After leaving the cave, the soldier opts to kill the NPC who assigned the quest instead of completing it. He has no good reason to do this apart from XP farming and to further minmax the cash value of his inventory by holding onto the quest item.


  'Where is the tinder box?' screeched the witch.
  'Give it to me!'
  The soldier shook his head.
  'First of all, tell me why you want it,' he said.
  'I won't!' the witch screamed.
  'Give it to me at once!'
  'No,' said the soldier, and he killed her with his sword.

Upon his arrival in town the soldier heads straight to the vendors to spend his quest loot on gear. The remainder is spent maxing out his disposition with local NPCs.


  The soldier set off for the town.
  It was a splendid place, and now he was rich.
  He took a room at the very best inn.
  He ordered the best food, and bought new clothes.
  Soon he became a fine gentleman, and had lots of friends.
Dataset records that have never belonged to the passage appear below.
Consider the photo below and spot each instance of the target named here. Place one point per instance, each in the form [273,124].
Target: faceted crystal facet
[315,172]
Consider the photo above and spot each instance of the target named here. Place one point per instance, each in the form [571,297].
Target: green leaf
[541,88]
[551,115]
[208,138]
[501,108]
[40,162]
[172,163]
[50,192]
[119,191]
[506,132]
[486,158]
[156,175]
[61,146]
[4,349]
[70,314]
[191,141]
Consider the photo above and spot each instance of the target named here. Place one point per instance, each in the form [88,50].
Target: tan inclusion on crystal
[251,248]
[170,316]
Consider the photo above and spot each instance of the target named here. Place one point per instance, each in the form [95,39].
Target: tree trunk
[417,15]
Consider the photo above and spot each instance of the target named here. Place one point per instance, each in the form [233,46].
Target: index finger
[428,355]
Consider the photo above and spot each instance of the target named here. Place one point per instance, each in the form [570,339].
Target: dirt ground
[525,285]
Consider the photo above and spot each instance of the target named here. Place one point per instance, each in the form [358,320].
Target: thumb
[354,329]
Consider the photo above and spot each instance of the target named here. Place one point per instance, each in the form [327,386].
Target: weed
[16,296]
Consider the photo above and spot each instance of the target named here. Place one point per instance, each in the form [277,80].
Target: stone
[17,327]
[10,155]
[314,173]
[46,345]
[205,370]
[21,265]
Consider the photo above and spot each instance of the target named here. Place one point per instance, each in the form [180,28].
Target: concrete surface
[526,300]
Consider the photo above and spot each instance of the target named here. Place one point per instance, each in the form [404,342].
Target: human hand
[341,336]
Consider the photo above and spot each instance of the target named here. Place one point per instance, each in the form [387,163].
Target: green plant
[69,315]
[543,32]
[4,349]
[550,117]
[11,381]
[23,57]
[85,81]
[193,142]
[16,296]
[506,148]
The very first time he runs out of gold the soldier figures out an infinite money glitch involving a talking magical creature and begins to exploit it.


  He brought out the tinder box.
  As soon as he struck a spark from the flint, the door of his room flew open.
  In came the first dog he'd met, down inside the hollow tree.
  'What are your commands, lord?' the dog asked.
  'Bring me some money!' cried the solder.
  In a flash the dog vanished.
  He returned with a bag of copper coins in his mouth.

Eventually he gets carried away using his summoned dogs to mess around with NPCs in the town and gets caught by the guards and jailed. He glitches his game-breaking magical artefact back into his inventory, escapes, and then summons his dogs to kill all the guards and stage a coup d'Γ©tat,


  The dogs were so fierce that the king's men bolted.
  The dogs seized the king and queen and ran away with them.
  They were never seen again.
  The people cheered the soldier.
  'Marry our princess', they cried.
  'Then you shall be our king and queen!'
  And so the soldier married the princess, which pleased her very much.
  Their wedding lasted a week, and the three dogs were the most important guests at the feast.

The book ends abruptly here with the soldier having been richly rewarded for his ruthlessness and greed. If there's a moral to this story, I'd say it's "The strong do what they can and the weak suffer what they must". In a way it was the perfect bedtime story for an 80's baby.